Development of the Samsung stand-alone virtual reality headset that will fall under the Odyssey brand is moving forward. Unlike Samsung’s current Gear VR headset, it will be a self-contained unit that doesn’t rely on a snap-in smartphone. Instead, it will reportedly have a built-in, ultra-high-resolution display with a 2,000-pixels-per-inch (ppi) density, which is significantly sharper than what’s seen on the Samsung Galaxy S8 smartphone.
The company introduced a display with a similar density during the Society for Information Display 2017 convention held in Los Angeles in May. The liquid crystal display (LCD) measures 1.96 inches and is designed for virtual reality, augmented reality, and holograms. It has a resolution of 3,840 x 2,160 and a massive pixel density of 2,250 pixels per inch.
Samsung also revealed a glass-free 5.09-inch OLED display targeting virtual reality, 3D games, and 3D pop-up books. Joining this product was a stretchable OLED screen measuring 9.1 inches that could be “dented” up to 0.47 inches like a balloon, and then reverted back to its original shape. Samsung is reportedly working on an ultra-high-resolution OLED with a pixel density of 800 ppi as well.
It has a resolution of 3,840 x 2,160 and a massive pixel density of 2,250 pixels per inch.
Samsung’s head of research and development for software and services, Injong Rhee, confirmed that the company was working on a stand-alone mobile VR headset during its 2016 develop conference. He didn’t say when the headset would hit the market, but indicated that it would eventually support hand and gesture tracking.
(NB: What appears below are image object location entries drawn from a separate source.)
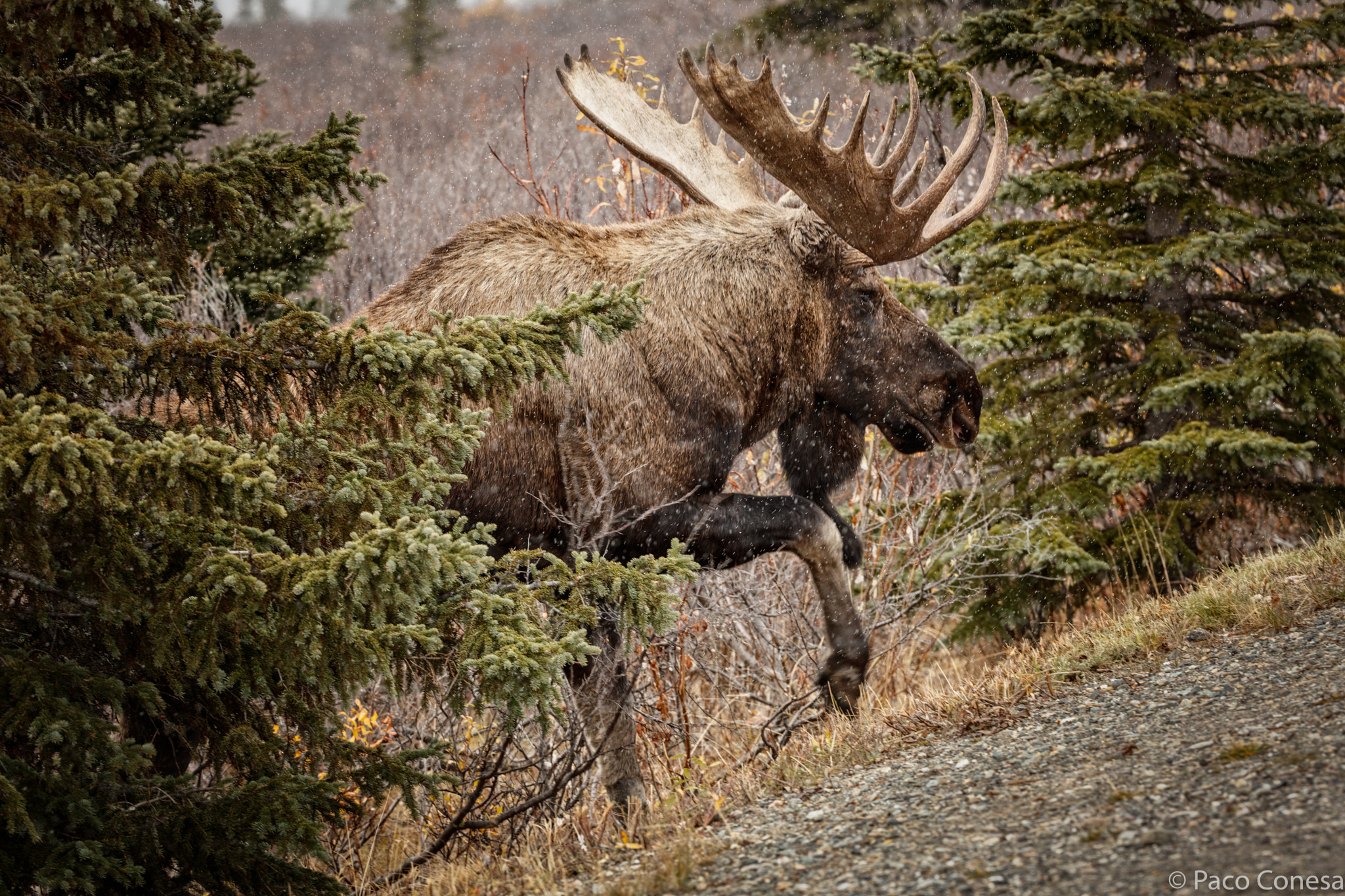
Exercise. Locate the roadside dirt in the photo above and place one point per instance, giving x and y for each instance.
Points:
(1222, 761)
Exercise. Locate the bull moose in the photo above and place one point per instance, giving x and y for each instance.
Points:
(763, 317)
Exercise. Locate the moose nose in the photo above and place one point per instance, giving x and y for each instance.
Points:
(963, 426)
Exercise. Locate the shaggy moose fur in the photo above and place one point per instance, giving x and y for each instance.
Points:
(759, 320)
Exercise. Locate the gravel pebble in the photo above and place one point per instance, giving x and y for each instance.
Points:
(1223, 759)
Samsung may be putting its stand-alone virtual reality headset under the Odyssey brand to distinguish it from the smartphone-dependent Gear VR. Although Samsung sells an ATIV Odyssey smartphone through U.S. Cellular, the company uses the brand on a 15.6-inch notebook starting at $1,200. Sporting a 15.6-inch FHD screen, this gaming-friendly notebook is based on Intel’s Core i7-7700HQ processor and Nvidia GeForce GTX 1050 discrete graphics chip.
Google revealed its plans for a similar stand alone VR unit in May that will be built by Lenovo and HTC. Based on Google’s Daydream platform and a reference design co-developed with Qualcomm, it will enable users to engulf themselves in virtual reality experiences supporting full freedom of movement. The headsets will track objects and people in the physical world so users aren’t bumping into furniture, walls, or family members.
Samsung’s Gear VR headset is currently built to support a specific batch of Galaxy-branded smartphones, such as the most recent Galaxy S8. It’s backed by technology supplied by Facebook-owned Oculus VR, the makers of the Oculus Rift VR headset for PC. And while Gear VR doesn’t support the full-body movement experience seen on the HTC Vive and Oculus Rift, Samsung just recently introduced the Gear VR Controller for tracking hand motions.
Google Daydream powered stand-alone VR headsets built by HTC and Lenovo are slated to arrive in late 2017. We expect Samsung is shooting for the same window with its Odyssey-branded device. Will it support Daydream and rely on Google’s reference design? Guess we’ll find out over the next six months.